4. Qualified Marketing Traffic (QMT)
QMT is any traffic, i.e., visitors that resulted in a sale, regardless of whether they converted. The metric considers the sales and marketing channels used to drive traffic to a website.
5. Leads by Lifecycle Stage
Leads by Lifecycle Stage is the number of leads in a given lifecycle stage, such as qualified and unqualified. Sales staff have reviewed qualified leads and only need to be called by customer service to become a closed deal.
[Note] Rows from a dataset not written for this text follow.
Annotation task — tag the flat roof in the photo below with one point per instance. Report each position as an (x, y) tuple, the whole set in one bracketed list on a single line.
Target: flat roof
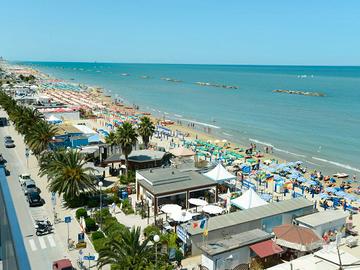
[(67, 129), (260, 212), (323, 217), (137, 156), (167, 180), (218, 246)]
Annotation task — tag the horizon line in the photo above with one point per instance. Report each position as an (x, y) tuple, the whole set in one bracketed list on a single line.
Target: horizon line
[(166, 63)]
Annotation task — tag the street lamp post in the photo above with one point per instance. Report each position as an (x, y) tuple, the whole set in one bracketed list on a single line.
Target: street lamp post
[(156, 240), (100, 186)]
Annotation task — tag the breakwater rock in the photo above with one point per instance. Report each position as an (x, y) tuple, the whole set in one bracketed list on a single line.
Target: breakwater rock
[(299, 92)]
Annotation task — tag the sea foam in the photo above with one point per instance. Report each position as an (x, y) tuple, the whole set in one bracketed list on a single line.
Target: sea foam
[(337, 164)]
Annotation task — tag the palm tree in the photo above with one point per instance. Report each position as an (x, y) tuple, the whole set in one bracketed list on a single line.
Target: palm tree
[(126, 137), (66, 173), (39, 136), (111, 140), (127, 252), (146, 129)]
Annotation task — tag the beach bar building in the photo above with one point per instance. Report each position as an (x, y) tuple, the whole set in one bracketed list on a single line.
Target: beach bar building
[(324, 221), (170, 185), (235, 251), (264, 217)]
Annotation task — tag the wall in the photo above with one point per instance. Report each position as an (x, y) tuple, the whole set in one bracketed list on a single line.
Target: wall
[(227, 260), (12, 250)]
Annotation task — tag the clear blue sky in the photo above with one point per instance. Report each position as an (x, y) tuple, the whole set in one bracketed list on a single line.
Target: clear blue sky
[(305, 32)]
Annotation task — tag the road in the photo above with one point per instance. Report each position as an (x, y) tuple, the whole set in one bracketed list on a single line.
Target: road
[(42, 250)]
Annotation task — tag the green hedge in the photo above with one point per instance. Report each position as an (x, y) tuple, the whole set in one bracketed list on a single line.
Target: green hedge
[(81, 212), (90, 225), (97, 235), (100, 243)]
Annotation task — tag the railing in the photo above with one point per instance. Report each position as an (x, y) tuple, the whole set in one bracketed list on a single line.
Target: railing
[(12, 250)]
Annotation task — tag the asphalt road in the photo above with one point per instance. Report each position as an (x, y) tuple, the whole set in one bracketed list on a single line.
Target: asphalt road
[(42, 250)]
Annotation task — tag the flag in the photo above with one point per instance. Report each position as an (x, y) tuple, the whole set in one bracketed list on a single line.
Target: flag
[(202, 223)]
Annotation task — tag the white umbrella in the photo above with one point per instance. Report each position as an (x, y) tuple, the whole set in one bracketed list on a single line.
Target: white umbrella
[(212, 209), (198, 202), (170, 208), (82, 224), (181, 216), (228, 201)]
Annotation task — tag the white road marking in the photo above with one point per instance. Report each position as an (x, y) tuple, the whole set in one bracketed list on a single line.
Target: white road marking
[(32, 245), (51, 241), (42, 242)]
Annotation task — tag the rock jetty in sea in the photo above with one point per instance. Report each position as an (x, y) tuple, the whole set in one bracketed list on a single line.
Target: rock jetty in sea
[(298, 92), (217, 85), (170, 80)]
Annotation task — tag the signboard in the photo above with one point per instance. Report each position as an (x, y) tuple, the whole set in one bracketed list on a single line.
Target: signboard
[(81, 237), (181, 233), (67, 219)]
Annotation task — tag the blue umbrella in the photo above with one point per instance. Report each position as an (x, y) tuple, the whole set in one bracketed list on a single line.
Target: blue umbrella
[(324, 196)]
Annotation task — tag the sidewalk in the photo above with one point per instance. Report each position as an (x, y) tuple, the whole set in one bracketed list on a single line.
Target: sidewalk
[(61, 229)]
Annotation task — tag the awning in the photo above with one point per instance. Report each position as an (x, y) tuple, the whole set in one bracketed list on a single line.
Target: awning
[(266, 248)]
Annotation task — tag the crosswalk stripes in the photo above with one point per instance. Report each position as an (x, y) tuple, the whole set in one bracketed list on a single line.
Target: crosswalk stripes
[(42, 242), (32, 245), (51, 241)]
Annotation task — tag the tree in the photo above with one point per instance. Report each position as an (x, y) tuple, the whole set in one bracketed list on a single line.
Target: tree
[(127, 252), (146, 129), (126, 137), (66, 172), (39, 136), (111, 140)]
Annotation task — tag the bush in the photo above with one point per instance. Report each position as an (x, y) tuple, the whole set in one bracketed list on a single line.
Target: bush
[(97, 235), (104, 214), (111, 227), (100, 243), (76, 202), (81, 212), (90, 225)]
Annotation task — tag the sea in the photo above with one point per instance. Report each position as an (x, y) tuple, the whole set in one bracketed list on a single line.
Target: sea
[(324, 132)]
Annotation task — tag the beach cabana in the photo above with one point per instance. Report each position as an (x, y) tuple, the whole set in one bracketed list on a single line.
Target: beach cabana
[(182, 152), (53, 119), (219, 174), (296, 237), (249, 199)]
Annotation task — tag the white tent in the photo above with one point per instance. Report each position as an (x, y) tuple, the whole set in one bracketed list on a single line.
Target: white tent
[(182, 152), (248, 200), (220, 174), (53, 119)]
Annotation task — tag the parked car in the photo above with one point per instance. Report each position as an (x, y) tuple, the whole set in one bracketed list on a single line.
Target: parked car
[(28, 186), (63, 264), (24, 177), (34, 199), (2, 160), (9, 144)]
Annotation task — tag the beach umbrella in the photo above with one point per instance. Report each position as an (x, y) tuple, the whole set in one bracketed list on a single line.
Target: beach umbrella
[(181, 216), (170, 208), (212, 209), (198, 202)]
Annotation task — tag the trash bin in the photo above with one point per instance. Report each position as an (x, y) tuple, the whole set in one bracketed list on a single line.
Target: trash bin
[(124, 195)]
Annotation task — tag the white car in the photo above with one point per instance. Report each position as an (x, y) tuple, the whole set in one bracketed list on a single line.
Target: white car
[(24, 177)]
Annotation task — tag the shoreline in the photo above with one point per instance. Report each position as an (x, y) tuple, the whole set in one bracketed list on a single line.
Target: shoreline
[(328, 166)]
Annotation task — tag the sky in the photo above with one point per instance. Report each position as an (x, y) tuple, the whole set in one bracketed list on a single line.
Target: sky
[(277, 32)]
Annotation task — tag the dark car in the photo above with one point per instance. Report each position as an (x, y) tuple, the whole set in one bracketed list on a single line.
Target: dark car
[(63, 264), (9, 143), (34, 199)]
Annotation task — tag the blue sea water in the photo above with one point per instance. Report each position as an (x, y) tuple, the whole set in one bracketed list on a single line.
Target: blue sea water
[(323, 131)]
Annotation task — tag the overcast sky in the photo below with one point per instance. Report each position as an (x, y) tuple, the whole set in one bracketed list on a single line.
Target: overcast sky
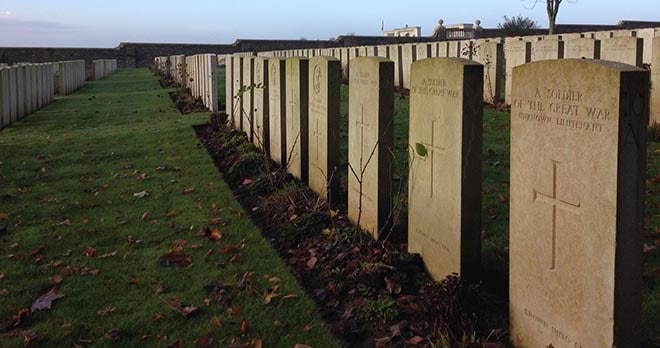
[(93, 23)]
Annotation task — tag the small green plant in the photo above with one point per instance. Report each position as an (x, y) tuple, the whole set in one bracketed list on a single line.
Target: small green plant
[(381, 310), (517, 26)]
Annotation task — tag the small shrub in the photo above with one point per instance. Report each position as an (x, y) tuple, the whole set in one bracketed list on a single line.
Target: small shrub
[(304, 226), (247, 165), (382, 310)]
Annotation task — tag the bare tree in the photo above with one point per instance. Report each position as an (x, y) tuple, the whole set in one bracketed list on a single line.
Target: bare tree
[(552, 7)]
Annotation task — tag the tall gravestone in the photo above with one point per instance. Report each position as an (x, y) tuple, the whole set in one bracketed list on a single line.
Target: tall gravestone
[(237, 113), (277, 109), (444, 196), (13, 100), (324, 101), (443, 49), (5, 118), (516, 52), (582, 48), (547, 49), (423, 51), (628, 50), (229, 86), (370, 140), (248, 96), (261, 103), (578, 152), (655, 82), (20, 91), (395, 56), (297, 117), (454, 49), (491, 55), (408, 56)]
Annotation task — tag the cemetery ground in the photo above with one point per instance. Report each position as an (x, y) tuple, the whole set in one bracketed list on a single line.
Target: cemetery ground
[(108, 197), (114, 218)]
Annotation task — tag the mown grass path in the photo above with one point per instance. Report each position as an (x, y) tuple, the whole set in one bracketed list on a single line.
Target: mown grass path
[(94, 190)]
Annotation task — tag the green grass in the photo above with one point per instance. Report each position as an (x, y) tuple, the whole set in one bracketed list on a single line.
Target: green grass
[(495, 201), (68, 174)]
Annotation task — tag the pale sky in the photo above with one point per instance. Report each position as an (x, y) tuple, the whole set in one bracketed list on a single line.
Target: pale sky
[(93, 23)]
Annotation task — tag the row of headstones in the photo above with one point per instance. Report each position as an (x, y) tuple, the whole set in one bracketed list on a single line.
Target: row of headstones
[(24, 88), (70, 75), (202, 80), (577, 174), (103, 68), (196, 72), (500, 56)]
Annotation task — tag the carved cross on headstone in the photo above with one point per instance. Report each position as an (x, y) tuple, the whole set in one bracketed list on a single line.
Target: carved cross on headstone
[(555, 202), (432, 148)]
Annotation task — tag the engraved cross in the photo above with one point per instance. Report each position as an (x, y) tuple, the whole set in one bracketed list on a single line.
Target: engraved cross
[(433, 148), (555, 202)]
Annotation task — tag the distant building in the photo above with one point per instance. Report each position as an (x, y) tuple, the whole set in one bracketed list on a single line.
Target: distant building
[(407, 31)]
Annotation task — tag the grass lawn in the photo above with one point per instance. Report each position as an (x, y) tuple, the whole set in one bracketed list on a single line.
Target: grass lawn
[(495, 204), (75, 216)]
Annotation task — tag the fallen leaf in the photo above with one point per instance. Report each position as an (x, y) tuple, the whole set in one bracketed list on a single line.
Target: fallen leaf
[(269, 294), (28, 338), (175, 257), (392, 287), (416, 340), (244, 327), (216, 321), (36, 250), (648, 248), (89, 251), (141, 194), (114, 334), (16, 318), (203, 341), (46, 300), (56, 279), (106, 255), (105, 311), (177, 344)]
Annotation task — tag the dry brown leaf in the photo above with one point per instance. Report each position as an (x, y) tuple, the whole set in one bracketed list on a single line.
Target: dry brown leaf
[(311, 262), (203, 341), (46, 300), (269, 294), (36, 250), (105, 311), (244, 327)]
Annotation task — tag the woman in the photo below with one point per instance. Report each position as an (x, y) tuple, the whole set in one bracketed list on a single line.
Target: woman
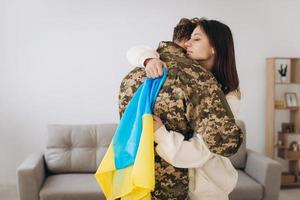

Unqualified leads must be worked on by sales or customer service before they can become closed deals.
6. Lead-to-Customer Rate
Lead-to-Customer Rate is the percentage of leads that become sales within a given period. This metric can measure a deal or customer’s lifetime value (LTV).
7. Release Security Metrics
This metric indicates the number of new features released and the percentage of defective ones. By using this data, businesses can better estimate how long it will take to put out a particular update or fix and what resources will be needed to complete the project.
8. Active Users / Lifetime
Active Users are the number of active users a company has at any given time. It can also be referred to as a “user base.”
9. Customer Lifetime Value
Customer Lifetime Value (LTV) is the amount of money a customer will spend with a company before churn. LTV is calculated by subtracting the cost of acquiring a customer from the revenue they generate over their lifetime.
10. Customer Acquisition Cost
Customer acquisition cost (CAC) is the money it took to acquire a customer; this includes marketing, sales, and advertising costs. CAC is calculated by taking the total marketing & sales cost divided by the number of customers acquired through those costs in a given time.
11. Months to Recover CAC
This is the time it takes to recover a company’s budget spent on customer acquisition. This metric measures how long it takes a company to bring in new customers after acquiring them through either marketing or sales channels. This can be calculated by taking the cost of acquiring a customer divided by the number of months it takes to recover that cost.
12. CAC: LTV Ratio
CAC: LTV is the Customer Acquisition Cost divided by the Customer Lifetime Value. This metric tells how long it will take to recover CAC using LTV. This is similar to how one might compare interest rates on mortgages or any other financial acquisition cost with a rate of return.
This metric tells how many people tried your product but ultimately decided not to use it.
Using SaaS metrics to make better growth decisions
SaaS metrics help measure and understand customers, keep up with the changes in their business, and improve customer experience.
SaaS metrics enable companies to determine the best fit for their needs when choosing SaaS tools, such as an internal-facing SaaS solution or an external-facing solution.
Developing a SaaS product
After you have set a goal and established what metrics to track, you will need to figure out how to collect meaningful metrics to help you reach that goal. Create SaaS application in five stages: opportunity identification, idea evaluation, development, testing, and launch.
The metrics listed in this article are just some of the available product quality metrics that you can use to measure the success of a SaaS business.
However, it is essential to note that many more metrics are specific to each SaaS tool. In addition, every metric needs to be tailored and customized according to the company’s needs and goals.